= Robin Sage =

Fictional American information technology specialist

"Robin Sage" as she appeared on social networking pages.

Robin Sage is a fictional American cyber threat analyst. She was created in December 2009 by Thomas Ryan, a security specialist and white hat hacker from New York City. Her name was taken from a training exercise of United States Army Special Forces.

==Fictional biography==
According to Sage's social networking profiles, she is a 25-year-old "cyber threat analyst" at the Naval Network Warfare Command in Norfolk, Virginia. She graduated from MIT and allegedly had 10 years of work experience, despite her young age. Ryan created several accounts under the name Sage on popular social networks like Facebook, LinkedIn, Twitter etc. and used those profiles to contact nearly 300 people, most of them security specialists, military personnel, staff at intelligence agencies and defense contractors. Her pictures were taken from a pornography-related website in order to attract more attention.

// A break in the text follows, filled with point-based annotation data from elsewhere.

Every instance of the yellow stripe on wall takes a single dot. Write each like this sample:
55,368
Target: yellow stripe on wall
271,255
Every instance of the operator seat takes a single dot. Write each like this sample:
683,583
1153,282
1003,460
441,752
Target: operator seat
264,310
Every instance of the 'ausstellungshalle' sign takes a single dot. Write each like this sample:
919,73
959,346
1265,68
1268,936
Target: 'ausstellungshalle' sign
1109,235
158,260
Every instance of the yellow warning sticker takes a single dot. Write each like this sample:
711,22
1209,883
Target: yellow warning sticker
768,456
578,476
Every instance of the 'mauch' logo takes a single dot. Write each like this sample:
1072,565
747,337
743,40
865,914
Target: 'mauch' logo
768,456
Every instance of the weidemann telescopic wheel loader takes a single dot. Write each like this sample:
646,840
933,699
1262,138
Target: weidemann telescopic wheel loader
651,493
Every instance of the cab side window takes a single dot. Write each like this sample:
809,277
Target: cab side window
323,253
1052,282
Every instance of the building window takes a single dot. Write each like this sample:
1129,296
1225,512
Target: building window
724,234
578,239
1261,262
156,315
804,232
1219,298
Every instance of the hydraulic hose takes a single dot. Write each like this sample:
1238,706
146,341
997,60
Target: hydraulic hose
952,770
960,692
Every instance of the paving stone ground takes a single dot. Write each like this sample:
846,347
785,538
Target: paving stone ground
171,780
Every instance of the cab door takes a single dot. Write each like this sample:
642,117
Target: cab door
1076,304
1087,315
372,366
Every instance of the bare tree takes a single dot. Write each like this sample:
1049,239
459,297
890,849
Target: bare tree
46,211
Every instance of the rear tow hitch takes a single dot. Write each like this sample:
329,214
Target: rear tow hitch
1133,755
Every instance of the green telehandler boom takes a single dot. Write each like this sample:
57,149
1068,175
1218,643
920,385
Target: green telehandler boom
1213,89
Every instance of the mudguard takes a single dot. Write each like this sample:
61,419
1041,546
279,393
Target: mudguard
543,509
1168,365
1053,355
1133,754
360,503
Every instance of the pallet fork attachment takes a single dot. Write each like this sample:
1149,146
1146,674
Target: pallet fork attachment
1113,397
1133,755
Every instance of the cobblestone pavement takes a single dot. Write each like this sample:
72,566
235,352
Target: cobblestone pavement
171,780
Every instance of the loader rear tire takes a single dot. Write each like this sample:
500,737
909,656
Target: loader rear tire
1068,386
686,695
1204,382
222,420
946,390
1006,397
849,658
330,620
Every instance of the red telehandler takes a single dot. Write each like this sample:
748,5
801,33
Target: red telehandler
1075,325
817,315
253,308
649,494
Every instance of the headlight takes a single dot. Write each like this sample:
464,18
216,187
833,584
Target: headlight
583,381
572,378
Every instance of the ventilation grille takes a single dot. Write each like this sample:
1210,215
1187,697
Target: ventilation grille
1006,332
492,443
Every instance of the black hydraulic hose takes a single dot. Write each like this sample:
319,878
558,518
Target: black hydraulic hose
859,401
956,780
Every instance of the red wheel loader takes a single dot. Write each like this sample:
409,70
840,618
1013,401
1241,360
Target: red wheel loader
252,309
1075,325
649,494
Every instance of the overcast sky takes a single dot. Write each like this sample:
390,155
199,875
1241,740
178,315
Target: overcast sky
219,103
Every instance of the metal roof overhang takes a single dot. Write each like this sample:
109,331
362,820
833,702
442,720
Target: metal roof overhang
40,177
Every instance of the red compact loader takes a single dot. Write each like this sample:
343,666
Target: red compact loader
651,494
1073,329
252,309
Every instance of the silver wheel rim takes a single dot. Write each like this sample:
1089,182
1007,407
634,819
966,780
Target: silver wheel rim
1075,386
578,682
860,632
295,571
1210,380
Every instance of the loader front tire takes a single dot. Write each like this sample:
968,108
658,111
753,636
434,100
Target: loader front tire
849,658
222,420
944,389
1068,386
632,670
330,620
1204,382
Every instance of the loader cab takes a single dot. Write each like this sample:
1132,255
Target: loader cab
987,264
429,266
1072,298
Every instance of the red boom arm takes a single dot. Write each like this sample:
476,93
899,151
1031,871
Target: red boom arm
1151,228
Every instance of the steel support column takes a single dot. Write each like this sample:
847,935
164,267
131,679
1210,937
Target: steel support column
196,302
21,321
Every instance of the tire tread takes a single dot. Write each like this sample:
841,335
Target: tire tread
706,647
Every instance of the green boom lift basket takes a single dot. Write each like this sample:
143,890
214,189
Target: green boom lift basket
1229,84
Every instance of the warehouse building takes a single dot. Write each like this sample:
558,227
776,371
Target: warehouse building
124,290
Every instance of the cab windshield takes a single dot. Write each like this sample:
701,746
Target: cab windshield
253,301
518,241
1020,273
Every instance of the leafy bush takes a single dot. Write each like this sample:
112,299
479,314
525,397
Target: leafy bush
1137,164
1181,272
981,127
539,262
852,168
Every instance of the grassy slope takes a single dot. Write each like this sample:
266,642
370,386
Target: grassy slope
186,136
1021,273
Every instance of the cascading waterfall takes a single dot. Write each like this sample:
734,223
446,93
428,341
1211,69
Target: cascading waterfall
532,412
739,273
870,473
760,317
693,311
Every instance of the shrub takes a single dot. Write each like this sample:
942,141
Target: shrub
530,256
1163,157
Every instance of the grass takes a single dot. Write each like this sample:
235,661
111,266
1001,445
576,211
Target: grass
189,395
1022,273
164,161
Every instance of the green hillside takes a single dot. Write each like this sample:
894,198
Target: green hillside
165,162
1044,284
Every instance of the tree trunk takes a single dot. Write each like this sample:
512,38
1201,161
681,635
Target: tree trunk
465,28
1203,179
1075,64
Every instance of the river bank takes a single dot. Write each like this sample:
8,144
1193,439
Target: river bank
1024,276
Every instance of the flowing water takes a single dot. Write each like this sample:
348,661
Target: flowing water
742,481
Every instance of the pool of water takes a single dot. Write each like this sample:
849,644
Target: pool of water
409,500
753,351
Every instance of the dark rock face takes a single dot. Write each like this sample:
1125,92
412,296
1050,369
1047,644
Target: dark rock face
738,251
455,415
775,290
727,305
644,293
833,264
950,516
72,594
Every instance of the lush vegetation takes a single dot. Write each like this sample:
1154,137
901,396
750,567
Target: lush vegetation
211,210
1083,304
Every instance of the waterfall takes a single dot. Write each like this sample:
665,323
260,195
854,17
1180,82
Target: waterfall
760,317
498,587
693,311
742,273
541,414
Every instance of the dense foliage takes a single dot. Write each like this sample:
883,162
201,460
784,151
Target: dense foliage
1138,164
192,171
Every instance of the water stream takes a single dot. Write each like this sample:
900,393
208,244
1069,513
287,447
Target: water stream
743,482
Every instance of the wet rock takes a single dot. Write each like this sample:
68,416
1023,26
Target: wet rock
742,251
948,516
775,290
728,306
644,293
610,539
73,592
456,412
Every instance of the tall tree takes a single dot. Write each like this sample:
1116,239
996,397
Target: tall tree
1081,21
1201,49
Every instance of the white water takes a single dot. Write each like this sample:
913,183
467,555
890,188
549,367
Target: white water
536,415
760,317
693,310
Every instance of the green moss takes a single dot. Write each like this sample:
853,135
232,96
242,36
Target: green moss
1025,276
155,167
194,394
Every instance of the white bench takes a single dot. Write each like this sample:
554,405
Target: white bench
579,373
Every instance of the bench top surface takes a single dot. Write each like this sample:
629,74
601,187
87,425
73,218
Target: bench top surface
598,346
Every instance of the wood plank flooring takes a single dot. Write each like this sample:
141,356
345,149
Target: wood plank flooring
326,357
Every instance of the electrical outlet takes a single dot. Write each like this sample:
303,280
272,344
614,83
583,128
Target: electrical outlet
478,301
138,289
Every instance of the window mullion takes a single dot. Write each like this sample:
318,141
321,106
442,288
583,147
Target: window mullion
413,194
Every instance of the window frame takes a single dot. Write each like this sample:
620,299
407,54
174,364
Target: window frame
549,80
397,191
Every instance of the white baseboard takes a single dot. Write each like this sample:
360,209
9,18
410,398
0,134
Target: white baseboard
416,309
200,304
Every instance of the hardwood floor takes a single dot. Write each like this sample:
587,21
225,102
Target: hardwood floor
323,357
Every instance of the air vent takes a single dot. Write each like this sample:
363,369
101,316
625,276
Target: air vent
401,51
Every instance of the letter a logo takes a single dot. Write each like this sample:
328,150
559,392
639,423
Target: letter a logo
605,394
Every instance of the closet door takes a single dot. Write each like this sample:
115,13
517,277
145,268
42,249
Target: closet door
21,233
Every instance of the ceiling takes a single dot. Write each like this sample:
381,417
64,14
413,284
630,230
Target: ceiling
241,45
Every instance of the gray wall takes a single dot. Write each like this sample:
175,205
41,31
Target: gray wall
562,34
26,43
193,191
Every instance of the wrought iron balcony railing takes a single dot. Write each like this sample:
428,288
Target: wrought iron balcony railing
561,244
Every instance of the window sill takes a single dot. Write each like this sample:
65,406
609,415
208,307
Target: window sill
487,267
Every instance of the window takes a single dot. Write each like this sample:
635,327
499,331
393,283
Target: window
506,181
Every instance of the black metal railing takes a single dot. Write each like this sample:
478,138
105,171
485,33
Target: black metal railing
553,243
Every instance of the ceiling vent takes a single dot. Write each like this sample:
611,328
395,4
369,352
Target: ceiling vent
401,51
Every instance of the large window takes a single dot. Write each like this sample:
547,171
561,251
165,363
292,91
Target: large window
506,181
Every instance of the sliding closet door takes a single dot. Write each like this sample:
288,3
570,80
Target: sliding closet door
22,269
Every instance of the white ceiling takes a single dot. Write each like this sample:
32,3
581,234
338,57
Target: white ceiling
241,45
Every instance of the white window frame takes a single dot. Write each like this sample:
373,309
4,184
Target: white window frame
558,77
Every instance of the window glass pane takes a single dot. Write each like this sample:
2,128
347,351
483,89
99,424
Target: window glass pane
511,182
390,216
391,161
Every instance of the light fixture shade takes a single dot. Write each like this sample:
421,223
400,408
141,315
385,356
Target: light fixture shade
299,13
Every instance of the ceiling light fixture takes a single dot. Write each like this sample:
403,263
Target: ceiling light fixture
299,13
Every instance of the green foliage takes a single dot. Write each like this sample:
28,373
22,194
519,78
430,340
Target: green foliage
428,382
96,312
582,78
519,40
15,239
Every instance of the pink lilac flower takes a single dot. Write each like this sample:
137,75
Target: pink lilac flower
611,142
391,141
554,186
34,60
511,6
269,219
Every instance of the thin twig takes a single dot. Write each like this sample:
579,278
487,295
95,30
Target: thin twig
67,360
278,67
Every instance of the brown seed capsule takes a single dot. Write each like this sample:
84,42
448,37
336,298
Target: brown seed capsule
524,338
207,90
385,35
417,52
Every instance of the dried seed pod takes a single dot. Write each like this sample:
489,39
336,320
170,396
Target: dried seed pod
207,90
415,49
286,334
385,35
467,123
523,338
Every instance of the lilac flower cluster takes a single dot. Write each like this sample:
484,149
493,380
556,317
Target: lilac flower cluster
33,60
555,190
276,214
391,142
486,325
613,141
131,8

Despite the fake profile and no other real-life information, Sage was offered consulting work with notable companies Google and Lockheed Martin. She also received dinner invitations from several male contacts.

Not everyone was fooled by Sage's profiles, and Ryan admitted that his cover was already blown on the second day, when several of those Sage tried to befriend attempted to verify her identity using the phone number he provided, checking email addresses outside the social networking sites or using the MIT alumni network to find her. Others recognized the fake identity of Sage based on her implausible profiles. Yet no central warning was issued about the profile, and users continued to connect with Sage despite warnings not to do so.

==Security problems revealed==
Using those contacts, Ryan befriended men and women of all ages during a short time period between December 2009 and January 2010. Almost all of them were working for the United States military, government or companies (amongst the only organizations that did not befriend Sage were the CIA and the FBI). Using these contacts, Ryan gained access to email addresses and bank accounts as well as learning the location of secret military units based on soldiers' Facebook photos and connections between different people and organizations. She was also given private documents for review and was invited to speak at several conferences.

=="Getting in bed with Robin Sage"==
Ryan presented his findings as a speaker at the "Black Hat" conference in Las Vegas with a presentation he called "Getting in bed with Robin Sage". He explained that his short experiment proves that seemingly harmless details shared via social networking pages can be harmful but also that many people entrusted with vital and sensitive information would share this information readily with third parties, provided they managed to capture their interest. He concluded that his findings could have compromised national security if a terrorist organization had employed similar tactics.